Colligiani Leonardo, Marzi Chiara, Uggenti Vincenzo, Colantonio Sara, Tavanti Laura, Pistelli Francesco, Alì Greta, Neri Emanuele, Romei Chiara
Department of Translational Research, Academic Radiology, University of Pisa, 56126, Pisa, Italy.
Division of Radiology, Pisa University Hospital, 56126, Pisa, Italy.
Radiol Med. 2025 Aug 22. doi: 10.1007/s11547-025-02067-y.
To differentiate interstitial lung diseases (ILDs) with fibrotic and inflammatory patterns using high-resolution computed tomography (HRCT) and a radiomics-based artificial intelligence (AI) pipeline.
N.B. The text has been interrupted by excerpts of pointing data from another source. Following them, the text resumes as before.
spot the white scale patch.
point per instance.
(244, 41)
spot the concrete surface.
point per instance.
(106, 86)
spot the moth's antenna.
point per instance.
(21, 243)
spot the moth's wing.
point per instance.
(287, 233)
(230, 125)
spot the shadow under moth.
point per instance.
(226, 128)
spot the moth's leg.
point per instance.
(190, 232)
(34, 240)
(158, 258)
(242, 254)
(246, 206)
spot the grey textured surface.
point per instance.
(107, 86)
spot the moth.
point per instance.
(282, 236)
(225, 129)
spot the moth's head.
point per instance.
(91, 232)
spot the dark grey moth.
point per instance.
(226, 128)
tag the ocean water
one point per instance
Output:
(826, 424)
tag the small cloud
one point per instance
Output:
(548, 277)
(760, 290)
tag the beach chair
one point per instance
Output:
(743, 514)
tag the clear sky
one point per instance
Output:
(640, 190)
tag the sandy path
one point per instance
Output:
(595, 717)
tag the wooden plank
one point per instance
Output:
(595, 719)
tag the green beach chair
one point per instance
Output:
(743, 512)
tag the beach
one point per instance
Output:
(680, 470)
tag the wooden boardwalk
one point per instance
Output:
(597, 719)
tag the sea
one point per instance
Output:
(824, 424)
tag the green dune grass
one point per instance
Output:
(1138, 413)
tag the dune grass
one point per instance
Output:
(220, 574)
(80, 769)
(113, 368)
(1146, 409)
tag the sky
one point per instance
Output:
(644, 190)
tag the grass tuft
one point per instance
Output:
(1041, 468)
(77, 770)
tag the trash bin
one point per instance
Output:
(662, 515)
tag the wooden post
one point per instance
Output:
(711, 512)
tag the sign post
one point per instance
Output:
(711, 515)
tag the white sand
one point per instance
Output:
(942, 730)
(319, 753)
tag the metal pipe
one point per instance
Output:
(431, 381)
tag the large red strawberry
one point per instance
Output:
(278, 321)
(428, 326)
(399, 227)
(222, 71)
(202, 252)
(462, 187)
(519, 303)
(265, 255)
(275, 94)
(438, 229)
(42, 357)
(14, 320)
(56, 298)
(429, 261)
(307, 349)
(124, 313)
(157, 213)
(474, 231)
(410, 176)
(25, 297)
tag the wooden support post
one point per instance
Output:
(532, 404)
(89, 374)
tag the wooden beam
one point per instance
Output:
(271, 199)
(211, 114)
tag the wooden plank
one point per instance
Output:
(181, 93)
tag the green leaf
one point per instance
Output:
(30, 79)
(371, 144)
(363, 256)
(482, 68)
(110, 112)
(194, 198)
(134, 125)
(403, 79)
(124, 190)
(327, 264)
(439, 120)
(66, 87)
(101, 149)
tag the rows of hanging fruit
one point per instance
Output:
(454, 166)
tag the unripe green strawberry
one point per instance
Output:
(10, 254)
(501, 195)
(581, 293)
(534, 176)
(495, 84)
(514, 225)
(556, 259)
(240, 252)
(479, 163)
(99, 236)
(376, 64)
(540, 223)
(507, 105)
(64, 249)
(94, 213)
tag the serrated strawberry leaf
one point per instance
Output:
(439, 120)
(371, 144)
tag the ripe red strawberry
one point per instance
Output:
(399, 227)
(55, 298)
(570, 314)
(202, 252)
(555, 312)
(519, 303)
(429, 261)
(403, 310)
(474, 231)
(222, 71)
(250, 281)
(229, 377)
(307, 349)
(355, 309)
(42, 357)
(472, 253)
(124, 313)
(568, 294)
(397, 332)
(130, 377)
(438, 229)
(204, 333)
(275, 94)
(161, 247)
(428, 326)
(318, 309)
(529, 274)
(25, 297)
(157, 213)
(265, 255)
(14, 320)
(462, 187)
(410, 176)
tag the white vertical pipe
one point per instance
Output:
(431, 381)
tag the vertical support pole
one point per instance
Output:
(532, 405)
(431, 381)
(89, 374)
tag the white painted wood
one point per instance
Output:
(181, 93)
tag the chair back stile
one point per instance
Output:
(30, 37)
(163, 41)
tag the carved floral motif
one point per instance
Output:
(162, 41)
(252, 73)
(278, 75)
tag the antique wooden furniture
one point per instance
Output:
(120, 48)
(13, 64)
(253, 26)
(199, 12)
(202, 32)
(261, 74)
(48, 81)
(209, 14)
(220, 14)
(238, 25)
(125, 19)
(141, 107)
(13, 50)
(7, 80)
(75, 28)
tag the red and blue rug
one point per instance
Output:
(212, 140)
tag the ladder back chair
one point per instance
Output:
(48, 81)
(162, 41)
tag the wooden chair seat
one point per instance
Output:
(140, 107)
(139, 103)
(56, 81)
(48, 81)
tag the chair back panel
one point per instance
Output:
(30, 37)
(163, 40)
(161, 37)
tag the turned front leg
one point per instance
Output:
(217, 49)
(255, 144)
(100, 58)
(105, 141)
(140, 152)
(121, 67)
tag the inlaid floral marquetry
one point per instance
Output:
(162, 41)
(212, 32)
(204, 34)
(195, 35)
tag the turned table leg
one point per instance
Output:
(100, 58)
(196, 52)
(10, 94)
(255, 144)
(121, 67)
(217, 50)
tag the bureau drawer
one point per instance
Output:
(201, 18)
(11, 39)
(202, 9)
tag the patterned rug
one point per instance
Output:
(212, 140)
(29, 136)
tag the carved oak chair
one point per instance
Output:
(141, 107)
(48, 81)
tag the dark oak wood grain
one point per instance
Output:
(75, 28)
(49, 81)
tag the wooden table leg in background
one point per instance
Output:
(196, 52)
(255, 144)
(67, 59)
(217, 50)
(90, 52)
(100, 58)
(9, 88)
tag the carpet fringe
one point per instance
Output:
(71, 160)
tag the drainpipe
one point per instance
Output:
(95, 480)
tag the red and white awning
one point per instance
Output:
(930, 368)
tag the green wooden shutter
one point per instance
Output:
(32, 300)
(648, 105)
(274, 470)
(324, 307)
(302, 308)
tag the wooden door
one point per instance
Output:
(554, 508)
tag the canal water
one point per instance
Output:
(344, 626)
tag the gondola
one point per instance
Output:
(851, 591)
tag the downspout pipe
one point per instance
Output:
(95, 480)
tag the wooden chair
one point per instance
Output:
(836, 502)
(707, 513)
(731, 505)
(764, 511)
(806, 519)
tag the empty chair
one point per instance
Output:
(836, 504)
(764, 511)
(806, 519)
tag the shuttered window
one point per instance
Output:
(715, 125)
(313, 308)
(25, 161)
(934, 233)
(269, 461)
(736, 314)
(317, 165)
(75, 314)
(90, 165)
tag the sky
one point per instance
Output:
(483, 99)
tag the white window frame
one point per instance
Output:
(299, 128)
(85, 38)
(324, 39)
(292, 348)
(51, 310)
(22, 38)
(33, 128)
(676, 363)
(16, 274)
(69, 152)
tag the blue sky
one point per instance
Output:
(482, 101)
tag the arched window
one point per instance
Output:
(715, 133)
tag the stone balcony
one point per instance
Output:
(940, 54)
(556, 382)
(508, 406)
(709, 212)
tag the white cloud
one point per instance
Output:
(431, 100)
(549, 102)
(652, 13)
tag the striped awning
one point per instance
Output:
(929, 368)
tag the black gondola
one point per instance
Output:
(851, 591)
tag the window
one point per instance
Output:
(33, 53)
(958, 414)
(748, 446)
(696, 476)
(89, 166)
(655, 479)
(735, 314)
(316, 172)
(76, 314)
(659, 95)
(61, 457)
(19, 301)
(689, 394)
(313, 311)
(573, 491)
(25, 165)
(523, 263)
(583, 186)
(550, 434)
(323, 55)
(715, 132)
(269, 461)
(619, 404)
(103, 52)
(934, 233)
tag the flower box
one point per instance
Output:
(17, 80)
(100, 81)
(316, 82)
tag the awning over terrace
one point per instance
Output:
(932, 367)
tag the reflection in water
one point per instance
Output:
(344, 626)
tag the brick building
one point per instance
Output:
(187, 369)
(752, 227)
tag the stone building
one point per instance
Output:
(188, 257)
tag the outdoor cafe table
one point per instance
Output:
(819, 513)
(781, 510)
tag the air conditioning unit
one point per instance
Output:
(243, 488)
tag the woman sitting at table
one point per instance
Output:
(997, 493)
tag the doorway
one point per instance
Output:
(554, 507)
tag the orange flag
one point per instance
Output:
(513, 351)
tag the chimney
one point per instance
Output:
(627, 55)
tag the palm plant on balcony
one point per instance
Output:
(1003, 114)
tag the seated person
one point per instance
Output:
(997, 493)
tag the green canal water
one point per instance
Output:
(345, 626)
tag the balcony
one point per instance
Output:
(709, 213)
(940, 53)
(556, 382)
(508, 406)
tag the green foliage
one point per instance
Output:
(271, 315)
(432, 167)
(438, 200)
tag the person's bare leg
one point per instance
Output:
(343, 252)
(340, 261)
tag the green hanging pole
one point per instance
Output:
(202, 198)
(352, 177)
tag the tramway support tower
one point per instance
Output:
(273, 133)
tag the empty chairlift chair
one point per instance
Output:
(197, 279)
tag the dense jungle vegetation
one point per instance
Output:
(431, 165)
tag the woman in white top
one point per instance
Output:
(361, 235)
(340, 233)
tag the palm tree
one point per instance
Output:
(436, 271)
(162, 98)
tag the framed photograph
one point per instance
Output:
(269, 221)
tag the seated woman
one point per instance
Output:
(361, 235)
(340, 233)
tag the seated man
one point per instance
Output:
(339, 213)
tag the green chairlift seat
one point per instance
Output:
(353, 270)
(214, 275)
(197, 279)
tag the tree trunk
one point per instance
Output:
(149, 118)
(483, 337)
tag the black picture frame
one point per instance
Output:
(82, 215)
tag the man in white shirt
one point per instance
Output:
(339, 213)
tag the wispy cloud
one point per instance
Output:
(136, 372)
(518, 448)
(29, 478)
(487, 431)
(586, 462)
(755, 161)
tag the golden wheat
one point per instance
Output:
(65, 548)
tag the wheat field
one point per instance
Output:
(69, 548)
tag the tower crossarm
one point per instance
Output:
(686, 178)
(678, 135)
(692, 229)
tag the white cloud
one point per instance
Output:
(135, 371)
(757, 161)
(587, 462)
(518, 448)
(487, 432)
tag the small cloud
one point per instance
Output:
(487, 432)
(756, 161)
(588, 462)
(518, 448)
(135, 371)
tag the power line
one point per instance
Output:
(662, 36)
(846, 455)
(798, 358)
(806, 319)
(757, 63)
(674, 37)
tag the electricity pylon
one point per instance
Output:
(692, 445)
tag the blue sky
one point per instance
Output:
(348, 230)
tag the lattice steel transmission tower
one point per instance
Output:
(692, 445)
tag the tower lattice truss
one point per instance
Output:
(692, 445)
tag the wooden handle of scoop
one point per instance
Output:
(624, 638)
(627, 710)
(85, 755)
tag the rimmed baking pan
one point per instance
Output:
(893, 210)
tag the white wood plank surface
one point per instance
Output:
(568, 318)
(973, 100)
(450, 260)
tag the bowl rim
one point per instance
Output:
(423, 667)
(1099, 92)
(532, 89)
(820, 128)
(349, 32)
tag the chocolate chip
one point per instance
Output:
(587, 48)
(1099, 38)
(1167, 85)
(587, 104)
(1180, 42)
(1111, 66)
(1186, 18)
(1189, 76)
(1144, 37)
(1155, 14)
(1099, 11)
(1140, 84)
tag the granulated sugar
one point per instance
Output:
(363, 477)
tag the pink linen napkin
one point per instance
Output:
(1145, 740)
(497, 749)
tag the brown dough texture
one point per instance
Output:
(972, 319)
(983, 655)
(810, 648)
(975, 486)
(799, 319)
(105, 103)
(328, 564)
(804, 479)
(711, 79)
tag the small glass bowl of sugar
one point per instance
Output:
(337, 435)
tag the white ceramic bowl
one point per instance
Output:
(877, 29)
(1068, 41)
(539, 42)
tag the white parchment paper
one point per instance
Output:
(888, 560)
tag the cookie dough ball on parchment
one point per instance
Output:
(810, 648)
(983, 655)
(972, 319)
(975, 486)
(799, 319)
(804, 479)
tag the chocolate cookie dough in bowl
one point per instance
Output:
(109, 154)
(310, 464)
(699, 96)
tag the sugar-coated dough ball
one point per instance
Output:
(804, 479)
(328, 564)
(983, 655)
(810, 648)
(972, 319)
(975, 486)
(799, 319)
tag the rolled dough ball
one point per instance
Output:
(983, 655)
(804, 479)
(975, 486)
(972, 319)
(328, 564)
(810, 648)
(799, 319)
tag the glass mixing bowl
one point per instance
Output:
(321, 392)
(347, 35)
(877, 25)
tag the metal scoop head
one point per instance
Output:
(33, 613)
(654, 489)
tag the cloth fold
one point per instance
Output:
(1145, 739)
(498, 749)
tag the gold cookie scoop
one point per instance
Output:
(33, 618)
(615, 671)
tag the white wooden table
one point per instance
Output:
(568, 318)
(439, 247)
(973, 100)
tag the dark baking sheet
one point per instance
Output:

This single-center study included 84 patients: 50 with idiopathic pulmonary fibrosis (IPF)-representative of fibrotic pattern-and 34 with cellular non-specific interstitial pneumonia (NSIP) secondary to connective tissue disease (CTD)-as an example of mostly inflammatory pattern. For a secondary objective, we analyzed 50 additional patients with COVID-19 pneumonia. We performed semi-automatic segmentation of ILD regions using a deep learning model followed by manual review. From each segmented region, 103 radiomic features were extracted. Classification was performed using an XGBoost model with 1000 bootstrap repetitions and SHapley Additive exPlanations (SHAP) were applied to identify the most predictive features.
The model accurately distinguished a fibrotic ILD pattern from an inflammatory ILD one, achieving an average test set accuracy of 0.91 and AUROC of 0.98. The classification was driven by radiomic features capturing differences in lung morphology, intensity distribution, and textural heterogeneity between the two disease patterns. In differentiating cellular NSIP from COVID-19, the model achieved an average accuracy of 0.89. Inflammatory ILDs exhibited more uniform imaging patterns compared to the greater variability typically observed in viral pneumonia.
Radiomics combined with explainable AI offers promising diagnostic support in distinguishing fibrotic from inflammatory ILD patterns and differentiating inflammatory ILDs from viral pneumonias. This approach could enhance diagnostic precision and provide quantitative support for personalized ILD management.
使用高分辨率计算机断层扫描(HRCT)和基于放射组学的人工智能(AI)管道区分具有纤维化和炎症模式的间质性肺疾病(ILDs)。
这项单中心研究纳入了84例患者:50例特发性肺纤维化(IPF)——代表纤维化模式——以及34例继发于结缔组织病(CTD)的细胞性非特异性间质性肺炎(NSIP)——作为主要为炎症模式的一个例子。作为次要目标,我们分析了另外50例新冠肺炎患者。我们使用深度学习模型对ILD区域进行半自动分割,随后进行人工复查。从每个分割区域中提取103个放射组学特征。使用具有1000次自助重复的XGBoost模型进行分类,并应用SHapley加性解释(SHAP)来识别最具预测性的特征。
该模型准确地区分了纤维化ILD模式和炎症性ILD模式,平均测试集准确率达到0.91,曲线下面积(AUROC)为0.98。分类由放射组学特征驱动,这些特征捕捉了两种疾病模式在肺形态、强度分布和纹理异质性方面的差异。在区分细胞性NSIP和新冠肺炎时,该模型的平均准确率达到0.89。与通常在病毒性肺炎中观察到的更大变异性相比,炎症性ILDs表现出更均匀的成像模式。
放射组学与可解释的AI相结合,在区分纤维化和炎症性ILD模式以及区分炎症性ILDs和病毒性肺炎方面提供了有前景的诊断支持。这种方法可以提高诊断精度,并为个性化ILD管理提供定量支持。